Unsolvable? I agree most probably not; your idea seems OK. Personally, I wish they had have done hit points and healing slightly differently so these problems would not come up.

Best Regards
Herremann the Wise
 

Okay, but now you've replaced a single problem with hit points with a varying set of problems about hit points:

If all the examples shared a common theme, people would triangulate toward that theme.

If all the examples were completely random, people would complain they didn't think any of them fit, and then blink uncomprehendingly when told, yes, that's the point.

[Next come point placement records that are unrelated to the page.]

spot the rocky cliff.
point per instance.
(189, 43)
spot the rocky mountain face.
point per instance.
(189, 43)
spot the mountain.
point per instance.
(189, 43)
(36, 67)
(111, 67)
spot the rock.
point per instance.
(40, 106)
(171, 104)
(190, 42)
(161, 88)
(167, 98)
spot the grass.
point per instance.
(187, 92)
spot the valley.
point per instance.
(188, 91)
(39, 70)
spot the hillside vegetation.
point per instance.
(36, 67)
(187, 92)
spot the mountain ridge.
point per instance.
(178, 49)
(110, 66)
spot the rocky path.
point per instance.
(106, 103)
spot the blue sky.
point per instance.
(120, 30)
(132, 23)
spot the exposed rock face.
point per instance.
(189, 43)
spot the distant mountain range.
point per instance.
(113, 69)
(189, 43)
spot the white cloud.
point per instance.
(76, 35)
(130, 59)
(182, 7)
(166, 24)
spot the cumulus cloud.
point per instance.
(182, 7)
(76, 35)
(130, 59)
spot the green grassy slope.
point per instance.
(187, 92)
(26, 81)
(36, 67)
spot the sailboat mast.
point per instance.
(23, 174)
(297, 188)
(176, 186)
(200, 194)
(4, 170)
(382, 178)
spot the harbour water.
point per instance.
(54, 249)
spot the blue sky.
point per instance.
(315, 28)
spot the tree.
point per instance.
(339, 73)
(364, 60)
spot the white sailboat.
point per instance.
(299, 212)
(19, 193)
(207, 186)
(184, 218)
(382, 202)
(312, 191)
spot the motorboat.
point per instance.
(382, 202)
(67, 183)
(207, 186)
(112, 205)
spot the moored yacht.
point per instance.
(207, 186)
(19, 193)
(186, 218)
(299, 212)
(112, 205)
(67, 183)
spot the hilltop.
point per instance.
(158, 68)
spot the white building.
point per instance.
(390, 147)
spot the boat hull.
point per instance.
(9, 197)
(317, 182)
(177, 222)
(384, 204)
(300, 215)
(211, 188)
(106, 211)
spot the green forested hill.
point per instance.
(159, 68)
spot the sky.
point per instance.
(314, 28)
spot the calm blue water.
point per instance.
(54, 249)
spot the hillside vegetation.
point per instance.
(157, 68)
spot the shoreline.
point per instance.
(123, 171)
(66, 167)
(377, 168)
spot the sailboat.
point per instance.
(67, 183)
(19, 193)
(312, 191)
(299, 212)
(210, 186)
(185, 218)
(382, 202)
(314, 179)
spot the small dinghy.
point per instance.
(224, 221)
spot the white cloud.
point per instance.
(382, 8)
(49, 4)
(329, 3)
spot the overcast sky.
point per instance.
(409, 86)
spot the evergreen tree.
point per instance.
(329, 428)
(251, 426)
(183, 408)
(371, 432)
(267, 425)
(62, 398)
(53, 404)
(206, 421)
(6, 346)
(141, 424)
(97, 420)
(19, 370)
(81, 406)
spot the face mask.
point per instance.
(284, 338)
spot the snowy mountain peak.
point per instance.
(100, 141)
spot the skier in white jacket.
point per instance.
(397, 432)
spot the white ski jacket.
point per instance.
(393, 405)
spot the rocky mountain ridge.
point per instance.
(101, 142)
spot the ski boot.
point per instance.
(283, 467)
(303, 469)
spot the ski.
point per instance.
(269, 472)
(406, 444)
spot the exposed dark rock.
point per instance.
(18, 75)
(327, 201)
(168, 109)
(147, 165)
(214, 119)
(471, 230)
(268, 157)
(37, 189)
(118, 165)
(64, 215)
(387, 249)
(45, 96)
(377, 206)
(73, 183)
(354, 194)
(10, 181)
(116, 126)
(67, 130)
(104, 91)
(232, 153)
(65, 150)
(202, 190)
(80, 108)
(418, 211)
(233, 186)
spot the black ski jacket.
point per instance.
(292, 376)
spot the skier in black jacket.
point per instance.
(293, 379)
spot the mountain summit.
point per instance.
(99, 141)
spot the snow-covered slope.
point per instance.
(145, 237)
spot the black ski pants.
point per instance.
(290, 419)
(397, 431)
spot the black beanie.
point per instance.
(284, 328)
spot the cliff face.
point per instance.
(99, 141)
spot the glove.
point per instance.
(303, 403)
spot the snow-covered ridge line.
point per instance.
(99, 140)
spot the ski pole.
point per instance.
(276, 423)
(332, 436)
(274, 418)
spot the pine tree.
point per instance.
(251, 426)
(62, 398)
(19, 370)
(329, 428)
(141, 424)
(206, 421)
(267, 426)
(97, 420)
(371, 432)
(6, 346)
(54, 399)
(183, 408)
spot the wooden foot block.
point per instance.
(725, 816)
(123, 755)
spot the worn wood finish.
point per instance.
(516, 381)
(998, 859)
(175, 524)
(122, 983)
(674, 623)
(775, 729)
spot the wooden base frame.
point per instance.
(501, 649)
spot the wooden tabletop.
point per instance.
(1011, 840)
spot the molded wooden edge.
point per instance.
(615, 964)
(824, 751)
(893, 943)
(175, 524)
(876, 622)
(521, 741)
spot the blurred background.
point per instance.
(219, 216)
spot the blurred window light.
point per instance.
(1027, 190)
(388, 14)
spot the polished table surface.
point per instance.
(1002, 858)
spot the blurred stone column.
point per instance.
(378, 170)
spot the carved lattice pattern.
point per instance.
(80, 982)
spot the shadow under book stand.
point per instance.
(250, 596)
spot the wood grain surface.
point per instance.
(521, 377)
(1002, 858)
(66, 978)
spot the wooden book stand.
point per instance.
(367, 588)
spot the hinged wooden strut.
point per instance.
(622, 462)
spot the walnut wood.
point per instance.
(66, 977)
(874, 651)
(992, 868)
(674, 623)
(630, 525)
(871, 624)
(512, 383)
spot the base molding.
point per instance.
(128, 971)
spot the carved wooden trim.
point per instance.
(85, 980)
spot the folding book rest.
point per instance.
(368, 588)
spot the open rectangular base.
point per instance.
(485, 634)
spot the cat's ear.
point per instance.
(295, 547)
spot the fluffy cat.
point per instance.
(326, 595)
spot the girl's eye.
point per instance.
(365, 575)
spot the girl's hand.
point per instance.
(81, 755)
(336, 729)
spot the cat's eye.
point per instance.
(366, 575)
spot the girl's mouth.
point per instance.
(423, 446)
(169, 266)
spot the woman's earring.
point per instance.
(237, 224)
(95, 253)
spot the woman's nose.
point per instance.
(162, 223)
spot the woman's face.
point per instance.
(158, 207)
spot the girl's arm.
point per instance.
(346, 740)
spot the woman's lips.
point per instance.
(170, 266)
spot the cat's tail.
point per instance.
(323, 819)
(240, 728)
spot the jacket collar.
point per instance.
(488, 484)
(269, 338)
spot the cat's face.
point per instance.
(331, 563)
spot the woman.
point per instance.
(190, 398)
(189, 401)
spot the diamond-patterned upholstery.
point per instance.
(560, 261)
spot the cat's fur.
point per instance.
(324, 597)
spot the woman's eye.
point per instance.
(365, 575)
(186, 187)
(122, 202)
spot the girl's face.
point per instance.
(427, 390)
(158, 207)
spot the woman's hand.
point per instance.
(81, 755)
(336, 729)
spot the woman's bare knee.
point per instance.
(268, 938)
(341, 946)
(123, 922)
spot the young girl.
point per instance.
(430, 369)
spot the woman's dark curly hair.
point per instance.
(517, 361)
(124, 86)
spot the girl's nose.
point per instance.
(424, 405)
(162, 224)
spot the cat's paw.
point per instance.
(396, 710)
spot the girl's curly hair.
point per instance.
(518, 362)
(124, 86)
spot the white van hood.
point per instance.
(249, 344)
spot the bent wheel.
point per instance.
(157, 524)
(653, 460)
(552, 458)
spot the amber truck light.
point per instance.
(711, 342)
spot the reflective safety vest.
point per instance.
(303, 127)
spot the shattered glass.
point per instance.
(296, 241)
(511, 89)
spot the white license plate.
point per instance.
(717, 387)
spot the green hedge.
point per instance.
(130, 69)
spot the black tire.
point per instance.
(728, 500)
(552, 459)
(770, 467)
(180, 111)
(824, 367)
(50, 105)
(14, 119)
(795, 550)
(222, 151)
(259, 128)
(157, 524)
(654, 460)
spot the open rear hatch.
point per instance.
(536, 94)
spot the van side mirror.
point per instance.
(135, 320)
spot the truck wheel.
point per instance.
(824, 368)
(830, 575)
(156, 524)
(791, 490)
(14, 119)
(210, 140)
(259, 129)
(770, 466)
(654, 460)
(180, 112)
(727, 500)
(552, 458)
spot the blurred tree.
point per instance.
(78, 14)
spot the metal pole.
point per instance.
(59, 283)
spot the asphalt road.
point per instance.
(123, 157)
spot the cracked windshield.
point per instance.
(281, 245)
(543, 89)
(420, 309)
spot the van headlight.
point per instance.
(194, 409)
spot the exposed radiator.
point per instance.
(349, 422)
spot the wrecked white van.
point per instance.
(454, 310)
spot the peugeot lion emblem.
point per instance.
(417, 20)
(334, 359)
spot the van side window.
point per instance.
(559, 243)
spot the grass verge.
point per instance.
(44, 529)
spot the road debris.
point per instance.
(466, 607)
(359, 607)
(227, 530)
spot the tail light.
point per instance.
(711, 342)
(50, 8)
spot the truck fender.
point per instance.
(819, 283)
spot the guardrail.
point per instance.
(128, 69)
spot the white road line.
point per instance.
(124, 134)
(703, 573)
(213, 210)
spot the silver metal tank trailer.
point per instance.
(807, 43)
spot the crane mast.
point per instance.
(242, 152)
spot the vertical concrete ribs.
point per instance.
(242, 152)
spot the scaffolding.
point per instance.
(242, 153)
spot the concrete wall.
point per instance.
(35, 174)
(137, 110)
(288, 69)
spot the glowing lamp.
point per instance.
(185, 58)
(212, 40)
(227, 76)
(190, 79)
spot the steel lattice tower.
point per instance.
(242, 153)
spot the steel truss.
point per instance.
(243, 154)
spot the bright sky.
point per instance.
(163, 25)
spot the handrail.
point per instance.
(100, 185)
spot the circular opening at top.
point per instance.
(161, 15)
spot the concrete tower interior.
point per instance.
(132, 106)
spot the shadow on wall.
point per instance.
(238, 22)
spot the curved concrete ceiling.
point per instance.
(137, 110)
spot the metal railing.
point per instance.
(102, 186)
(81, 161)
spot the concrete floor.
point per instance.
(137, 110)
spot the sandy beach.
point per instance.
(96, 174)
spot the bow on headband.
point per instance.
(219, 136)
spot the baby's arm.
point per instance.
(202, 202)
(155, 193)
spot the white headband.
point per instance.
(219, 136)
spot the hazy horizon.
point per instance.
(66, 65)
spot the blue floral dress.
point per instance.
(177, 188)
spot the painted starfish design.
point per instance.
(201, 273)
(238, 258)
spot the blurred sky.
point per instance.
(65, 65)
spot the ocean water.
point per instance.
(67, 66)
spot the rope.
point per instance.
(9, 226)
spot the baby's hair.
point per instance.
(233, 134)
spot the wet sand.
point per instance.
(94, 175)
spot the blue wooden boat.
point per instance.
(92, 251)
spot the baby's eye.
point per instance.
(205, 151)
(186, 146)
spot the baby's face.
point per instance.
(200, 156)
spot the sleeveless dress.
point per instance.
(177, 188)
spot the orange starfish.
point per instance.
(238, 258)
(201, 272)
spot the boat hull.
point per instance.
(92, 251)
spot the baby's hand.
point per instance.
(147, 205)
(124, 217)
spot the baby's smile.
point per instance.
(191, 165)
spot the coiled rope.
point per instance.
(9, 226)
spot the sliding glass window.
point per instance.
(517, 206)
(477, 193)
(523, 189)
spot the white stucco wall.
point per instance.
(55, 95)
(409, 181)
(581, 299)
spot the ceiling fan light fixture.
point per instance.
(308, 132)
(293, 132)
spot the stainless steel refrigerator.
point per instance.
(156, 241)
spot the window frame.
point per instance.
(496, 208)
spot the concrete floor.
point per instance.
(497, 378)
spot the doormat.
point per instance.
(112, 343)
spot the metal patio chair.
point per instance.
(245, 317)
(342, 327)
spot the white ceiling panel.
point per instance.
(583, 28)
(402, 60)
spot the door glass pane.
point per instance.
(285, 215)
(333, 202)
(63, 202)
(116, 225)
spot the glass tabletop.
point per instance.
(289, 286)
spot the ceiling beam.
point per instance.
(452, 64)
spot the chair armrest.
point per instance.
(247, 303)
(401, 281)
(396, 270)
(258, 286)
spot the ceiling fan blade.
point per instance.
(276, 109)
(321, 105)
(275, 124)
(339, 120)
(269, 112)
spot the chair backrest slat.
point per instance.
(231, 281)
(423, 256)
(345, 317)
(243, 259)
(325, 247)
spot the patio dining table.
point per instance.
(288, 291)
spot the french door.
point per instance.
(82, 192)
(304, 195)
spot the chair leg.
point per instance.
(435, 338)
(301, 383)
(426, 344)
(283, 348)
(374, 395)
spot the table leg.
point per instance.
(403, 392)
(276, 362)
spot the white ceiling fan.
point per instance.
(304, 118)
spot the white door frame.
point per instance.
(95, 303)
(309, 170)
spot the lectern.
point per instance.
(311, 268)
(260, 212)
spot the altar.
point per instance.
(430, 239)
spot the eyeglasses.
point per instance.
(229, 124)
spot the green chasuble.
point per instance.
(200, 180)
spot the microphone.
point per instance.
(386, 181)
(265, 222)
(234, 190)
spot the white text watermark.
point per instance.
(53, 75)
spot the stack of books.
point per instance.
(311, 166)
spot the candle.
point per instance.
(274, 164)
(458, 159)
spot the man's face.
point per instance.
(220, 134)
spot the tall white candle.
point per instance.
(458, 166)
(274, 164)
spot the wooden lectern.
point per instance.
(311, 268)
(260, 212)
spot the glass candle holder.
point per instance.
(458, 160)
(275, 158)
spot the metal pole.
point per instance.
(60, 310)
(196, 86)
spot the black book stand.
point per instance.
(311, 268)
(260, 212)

If the examples were based around power origin, such as my three, then you'd have people of one origin complaining its associated damage model didn't work for them and another origins might work better, and blinking uncomprehendingly when told, yes, that's the point.
If it was my responibility, I would come up with examples that show how hit points could be interpreted in a variety of situations. These situations would not have a common theme otherwise a single example would do. Random examples serve no clear purpose. And power origin based examples while interesting would cause issues with people railing against a uniform delivery of damage from a particular power source. A discussion of the types of things that can reduce a combatant's will to fight would be suitable (but again you run into difficulties with killing people from an interesting effect, rather than their will to fight). Perhaps if rather than being killed, a PC was defeated based upon the damage that brought them to 0 hp or under and rolling death saves. If it was from physical injury, then yes they have been defeated and killed. If it was from psychic damage, they remain comatose. If it was defeat from another's overt presence, then it is a surrender. If it was from fear, they are cowering uncontrollably. Examples would be based upon the different damage "types" so to speak.

GlaziusF said:
And NO MATTER WHAT you'd have everybody who doesn't give a care about narrating hit points complaining about all this arty-farty imagination-and-rainbows crap in their D&D.
Those guys aren't touching 4E with a barge pole anyway. Personally, I thought your examples interesting rather than arty-farty imagination-and-rainbows crap.;)

GlaziusF said:
It wouldn't matter that the part about hit points was clearly marked as optional. I mean:

OPTIONAL OPTIONAL OPTIONAL You may possibly now want to think about something that may be a red sports car OH GOD THAT WAS OPTIONAL YOU DIDN'T HAVE TO DO IT

And how well did that work?

Ideas tend to stick.
I disagree, but hey disagreements happen on these boards from time to time. :)

Best Regards
Herremann the Wise
 

GlaziusF

First Post
I'm not sure about that. For example, when asked to create a flying alien, is coming up with mustard creative? I suppose you could argue that it is, but I would argue that true creativity lies in being able to create within the context of guidelines. A comlete non sequitur, IMHO, is not creative.

YMMV.

On the contrary.

If you could get somebody to believe that mustard was a flying alien, that would be MAD creative.

Can't you just see a little glass jar bobbing down the condiments aisle at Kroger's, getting more and more furious until it starts breaking out the death rays?